Whether you like her or not, Anne Hathaway WILL win Best Supporting Actress this year, but in my opinion, it’ll be for the wrong movie. I was one of those people who hated The Dark Knight Rises with a passion unknown outside of Spanish soap operas (come at me, internet), but Nolan’s confused ode to the 1% didn’t stop me from utterly adoring Anne Hathaway in it. Her Catwoman was funny, sexy, smart, cunning and everything I could have possibly hoped for. For me, the confrontation between Catwoman and Bruce Wayne while dancing was the absolute centerpiece of the film.

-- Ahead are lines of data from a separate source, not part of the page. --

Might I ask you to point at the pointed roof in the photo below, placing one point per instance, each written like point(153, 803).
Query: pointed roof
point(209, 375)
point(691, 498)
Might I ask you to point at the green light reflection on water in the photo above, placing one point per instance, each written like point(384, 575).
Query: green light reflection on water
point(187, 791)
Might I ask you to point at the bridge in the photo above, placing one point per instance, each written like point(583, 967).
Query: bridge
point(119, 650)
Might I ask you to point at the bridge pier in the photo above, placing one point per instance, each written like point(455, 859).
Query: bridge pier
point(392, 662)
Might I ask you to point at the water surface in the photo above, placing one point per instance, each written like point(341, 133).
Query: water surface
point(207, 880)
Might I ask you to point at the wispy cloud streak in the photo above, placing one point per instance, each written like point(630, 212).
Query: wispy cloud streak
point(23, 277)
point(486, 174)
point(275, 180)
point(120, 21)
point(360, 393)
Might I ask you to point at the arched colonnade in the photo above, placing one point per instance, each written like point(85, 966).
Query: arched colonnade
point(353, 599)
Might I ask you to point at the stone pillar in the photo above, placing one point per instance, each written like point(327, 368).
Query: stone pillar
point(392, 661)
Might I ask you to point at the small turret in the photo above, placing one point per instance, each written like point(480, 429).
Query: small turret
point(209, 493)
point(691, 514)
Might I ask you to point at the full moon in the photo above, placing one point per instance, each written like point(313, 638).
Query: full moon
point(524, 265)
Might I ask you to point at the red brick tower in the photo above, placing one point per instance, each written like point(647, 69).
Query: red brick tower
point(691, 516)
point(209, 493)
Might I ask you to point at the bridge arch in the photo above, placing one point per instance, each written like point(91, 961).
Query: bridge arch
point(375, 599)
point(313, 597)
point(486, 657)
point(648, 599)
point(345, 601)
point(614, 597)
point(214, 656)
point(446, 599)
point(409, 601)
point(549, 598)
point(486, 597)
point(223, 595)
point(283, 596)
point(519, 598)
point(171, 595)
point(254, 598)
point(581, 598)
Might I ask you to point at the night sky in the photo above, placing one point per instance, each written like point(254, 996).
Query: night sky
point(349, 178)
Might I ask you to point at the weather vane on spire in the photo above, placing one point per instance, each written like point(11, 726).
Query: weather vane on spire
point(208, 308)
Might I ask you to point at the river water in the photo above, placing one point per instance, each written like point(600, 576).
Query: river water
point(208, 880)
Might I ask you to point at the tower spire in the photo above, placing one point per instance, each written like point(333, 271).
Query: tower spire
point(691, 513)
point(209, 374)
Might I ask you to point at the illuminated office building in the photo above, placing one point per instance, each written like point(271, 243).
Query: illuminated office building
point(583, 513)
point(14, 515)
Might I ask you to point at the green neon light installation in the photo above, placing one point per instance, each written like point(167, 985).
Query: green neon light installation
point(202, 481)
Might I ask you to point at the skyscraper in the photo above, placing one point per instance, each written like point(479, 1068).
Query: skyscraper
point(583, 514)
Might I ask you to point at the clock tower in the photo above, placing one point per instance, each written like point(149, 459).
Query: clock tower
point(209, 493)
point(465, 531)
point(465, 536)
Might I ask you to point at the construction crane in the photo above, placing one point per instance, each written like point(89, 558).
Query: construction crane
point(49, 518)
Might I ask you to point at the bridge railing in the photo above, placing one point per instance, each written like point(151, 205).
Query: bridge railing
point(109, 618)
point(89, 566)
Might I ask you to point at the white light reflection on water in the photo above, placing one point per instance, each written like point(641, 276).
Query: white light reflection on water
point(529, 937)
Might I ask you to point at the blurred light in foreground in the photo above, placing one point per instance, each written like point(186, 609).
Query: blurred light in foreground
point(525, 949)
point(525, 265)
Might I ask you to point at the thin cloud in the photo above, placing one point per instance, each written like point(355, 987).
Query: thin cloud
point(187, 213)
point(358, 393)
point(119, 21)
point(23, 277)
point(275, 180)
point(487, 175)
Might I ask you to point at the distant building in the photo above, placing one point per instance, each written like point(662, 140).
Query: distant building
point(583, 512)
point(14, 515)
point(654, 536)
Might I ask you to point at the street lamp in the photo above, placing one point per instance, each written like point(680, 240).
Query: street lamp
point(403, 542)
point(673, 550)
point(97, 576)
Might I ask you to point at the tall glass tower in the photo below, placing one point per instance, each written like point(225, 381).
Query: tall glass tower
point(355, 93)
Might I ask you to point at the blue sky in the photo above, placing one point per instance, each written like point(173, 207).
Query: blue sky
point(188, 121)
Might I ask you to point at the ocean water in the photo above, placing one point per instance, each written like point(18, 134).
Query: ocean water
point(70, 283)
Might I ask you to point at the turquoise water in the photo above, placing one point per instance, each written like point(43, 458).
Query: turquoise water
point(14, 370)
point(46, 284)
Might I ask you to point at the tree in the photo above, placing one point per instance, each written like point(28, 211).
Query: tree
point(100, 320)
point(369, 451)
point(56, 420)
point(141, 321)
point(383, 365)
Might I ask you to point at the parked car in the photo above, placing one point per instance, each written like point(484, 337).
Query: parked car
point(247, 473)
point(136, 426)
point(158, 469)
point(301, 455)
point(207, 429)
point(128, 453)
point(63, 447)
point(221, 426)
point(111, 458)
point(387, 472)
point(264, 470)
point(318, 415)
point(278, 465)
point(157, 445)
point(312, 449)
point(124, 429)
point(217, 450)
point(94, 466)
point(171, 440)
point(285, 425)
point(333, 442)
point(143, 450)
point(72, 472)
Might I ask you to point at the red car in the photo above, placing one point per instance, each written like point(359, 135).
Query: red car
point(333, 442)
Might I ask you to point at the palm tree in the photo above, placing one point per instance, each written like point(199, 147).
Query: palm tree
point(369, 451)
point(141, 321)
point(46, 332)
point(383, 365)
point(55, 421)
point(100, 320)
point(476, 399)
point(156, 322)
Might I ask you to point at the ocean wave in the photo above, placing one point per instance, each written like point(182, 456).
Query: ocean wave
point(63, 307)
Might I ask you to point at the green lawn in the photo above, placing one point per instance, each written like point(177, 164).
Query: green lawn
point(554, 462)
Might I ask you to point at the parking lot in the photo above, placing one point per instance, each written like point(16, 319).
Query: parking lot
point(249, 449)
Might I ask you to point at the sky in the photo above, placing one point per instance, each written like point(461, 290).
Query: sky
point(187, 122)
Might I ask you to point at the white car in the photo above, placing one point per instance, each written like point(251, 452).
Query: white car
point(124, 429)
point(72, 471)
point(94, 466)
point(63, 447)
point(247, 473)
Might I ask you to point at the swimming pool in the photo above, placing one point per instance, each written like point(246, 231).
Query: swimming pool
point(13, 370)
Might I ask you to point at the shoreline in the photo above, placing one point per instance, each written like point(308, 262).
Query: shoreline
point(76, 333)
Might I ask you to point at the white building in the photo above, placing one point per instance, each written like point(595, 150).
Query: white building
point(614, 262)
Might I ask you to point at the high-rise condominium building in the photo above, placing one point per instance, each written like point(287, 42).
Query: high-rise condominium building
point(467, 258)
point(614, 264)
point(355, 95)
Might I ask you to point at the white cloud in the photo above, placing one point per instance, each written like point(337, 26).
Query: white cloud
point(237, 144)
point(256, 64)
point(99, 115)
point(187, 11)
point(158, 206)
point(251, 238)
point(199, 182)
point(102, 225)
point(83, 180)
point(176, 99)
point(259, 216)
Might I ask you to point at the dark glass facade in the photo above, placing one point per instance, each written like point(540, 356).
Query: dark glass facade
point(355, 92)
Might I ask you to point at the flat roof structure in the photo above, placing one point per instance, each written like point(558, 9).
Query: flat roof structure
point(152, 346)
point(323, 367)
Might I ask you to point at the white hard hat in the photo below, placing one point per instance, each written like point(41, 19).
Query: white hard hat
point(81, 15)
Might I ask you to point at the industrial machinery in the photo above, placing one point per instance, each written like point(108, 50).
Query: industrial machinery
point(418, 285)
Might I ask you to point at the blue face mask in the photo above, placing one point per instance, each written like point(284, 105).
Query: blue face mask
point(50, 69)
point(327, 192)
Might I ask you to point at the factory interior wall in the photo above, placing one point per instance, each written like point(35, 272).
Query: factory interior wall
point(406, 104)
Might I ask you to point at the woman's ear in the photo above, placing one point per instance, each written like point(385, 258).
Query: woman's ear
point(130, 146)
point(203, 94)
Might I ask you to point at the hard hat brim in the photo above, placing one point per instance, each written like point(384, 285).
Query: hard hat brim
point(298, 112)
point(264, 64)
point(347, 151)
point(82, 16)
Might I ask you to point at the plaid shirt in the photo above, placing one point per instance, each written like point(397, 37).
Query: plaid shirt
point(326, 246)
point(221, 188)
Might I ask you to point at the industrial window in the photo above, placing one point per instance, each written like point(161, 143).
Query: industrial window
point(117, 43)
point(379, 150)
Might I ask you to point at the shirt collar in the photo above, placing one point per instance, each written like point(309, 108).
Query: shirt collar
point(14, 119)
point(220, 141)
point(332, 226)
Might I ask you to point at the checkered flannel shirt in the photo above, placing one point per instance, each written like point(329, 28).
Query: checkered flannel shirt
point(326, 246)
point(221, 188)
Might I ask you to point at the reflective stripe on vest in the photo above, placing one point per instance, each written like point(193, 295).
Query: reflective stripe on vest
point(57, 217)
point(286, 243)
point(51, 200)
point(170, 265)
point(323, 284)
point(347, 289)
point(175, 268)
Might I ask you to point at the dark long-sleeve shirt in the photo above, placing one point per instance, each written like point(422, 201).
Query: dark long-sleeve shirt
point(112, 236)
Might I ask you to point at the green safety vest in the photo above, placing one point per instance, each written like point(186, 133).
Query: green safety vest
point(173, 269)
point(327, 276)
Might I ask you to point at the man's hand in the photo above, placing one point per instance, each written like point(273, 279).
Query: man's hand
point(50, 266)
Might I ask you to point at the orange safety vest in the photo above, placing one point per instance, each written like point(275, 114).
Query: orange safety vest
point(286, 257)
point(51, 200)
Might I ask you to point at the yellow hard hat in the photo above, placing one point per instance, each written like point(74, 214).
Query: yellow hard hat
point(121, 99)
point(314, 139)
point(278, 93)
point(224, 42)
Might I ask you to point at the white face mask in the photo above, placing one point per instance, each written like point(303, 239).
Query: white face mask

To me, it says something about the success of a performance that it makes someone stick around for two and a half hours of something they hated. Now, if only it had been called Catwoman and done away with that Bane person, THAT would have been a great movie.

11. Dwight Henry for Best Supporting Actor (Beasts of the Southern Wild)

Preteen acting phenom Quvenzhane Wallis (who plays Hushpuppy in the film) is rightly sucking up all the awards oxygen on this beyotch — and rightly so. She gives what is, beyond a doubt, the most astounding child performance in the history of film. If she gets left off the ballot, I’m leaving a horse head in Seth MacFarlane’s bed. However, I’d also love to see a little sugar be lent to Dwight Henry, a non-actor and New Orleans native hired just for the film. Henry’s an incredible find. You can tell he’s never acted before, and instead of being a handicap (see: Norah Jones in My Blueberry Nights), it helps give this one-of-a-kind film the emotional immediacy the subject deserves.

12. Leslie Mann for Best Supporting Actress (This Is 40)

Because this isn’t in the theatres yet, I haven’t gotten to see it. However, I felt that Mann was grossly overlooked for her performance in Knocked Up (despite picking up some critics’ prizes). In This Is 40, she reprises the same character, so the Oscars will have a chance to snub her again. Despite being a lead in the film, there’s no way Mann could get nominated in Actress this year (and they hate comic performances in that category, anyway). But with the right campaigning, she could sneak into the Supporting race — in a perfect world where everyone can get married, unicorns can vote, Helen Hunt is dead and Naomi Watts has a million Oscars. File this one as my Hail Mary of an Oscar wish.

Special Mention: Jennifer Lawrence for Best Actress (The Hunger Games)

I would have also liked to see Jennifer Lawrence get some awards love for kicking ass in the year’s third biggest movie but a) the first half of that movie is basically Winter’s Bone, which she already got nominated for and b) she’s on that Silver Linings’ Playbook train and might win for it. Either way, I’m rooting for her.